The operation on the 1,500-pounder was a success. But, at the end of 2023, Cornare’s contract with the government expired, and there was some question about when the program would continue. By April, however, the veterinary team was back in the field and had castrated three more hippos. Meanwhile, Colombia’s Ministry of the Environment has decided that more than the catch-and-castrate program is needed to handle the hippo problem. Susana Muhamad, the environment minister, says that of 169 hippos so far confirmed to be roaming the Colombian countryside, “some” will have to be euthanized. However, she also noted that castrations and attempts to move the beasts to overseas zoos will continue.
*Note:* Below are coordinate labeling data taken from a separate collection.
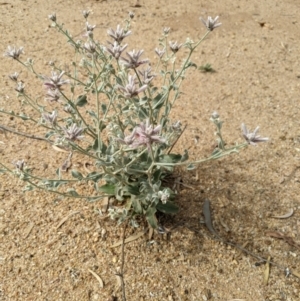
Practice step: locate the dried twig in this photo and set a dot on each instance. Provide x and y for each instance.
(208, 223)
(8, 129)
(66, 218)
(97, 277)
(121, 274)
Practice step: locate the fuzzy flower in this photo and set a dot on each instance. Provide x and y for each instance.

But the sentiment for a hard-line solution is growing. After years of searching for a viable alternative, Echeverri López acknowledged to The Smithsonian that a cull would probably have to happen. Indeed, more and more hippo experts around the world say that a controlled killing program is inevitable. “Castration can slow population growth down a bit, but it’s not a solution,” Jan Pluháček, a Czech biologist and hippo specialist, told The Smithsonian. Culling, he said, is “the only thing that makes sense.”

The Future of Escobar’s Hippos

Despite a recognition among Colombian officials that the hippos will have to be managed, whether by a culling program, wide-scale sterilization, targeted translocation, or some combination, even in the best of circumstances, Colombians will likely have to live with a vestige hippo population. Of some 3,500 invasive animal species introduced by humans into new, unsuitable biomes worldwide, few have been eradicated. Whether the intruders are Burmese pythons imported by exotic pet collectors and abandoned in the Florida Everglades, or lionfish from the Indo-Pacific, eating up crustaceans, snappers, groupers, and other aquatic animals along the East Coast and Gulf of Mexico, or giant African land snails, devouring native plants across Asia and Latin America, there is no realistic way to turn back the clock. Colombians may have no choice but to make their peace with this reality.

Also read: Colombian Biologist Wins National Geographic Explorer of the Year Award Saving Dolphins

At dusk, as Mira and Flor Daza watched the hippo behind Villa Sara leave the lake and begin a search for food in the adjacent woods, Daza said, “I’ve accepted him, and I’ve come to view having him here as a privilege.”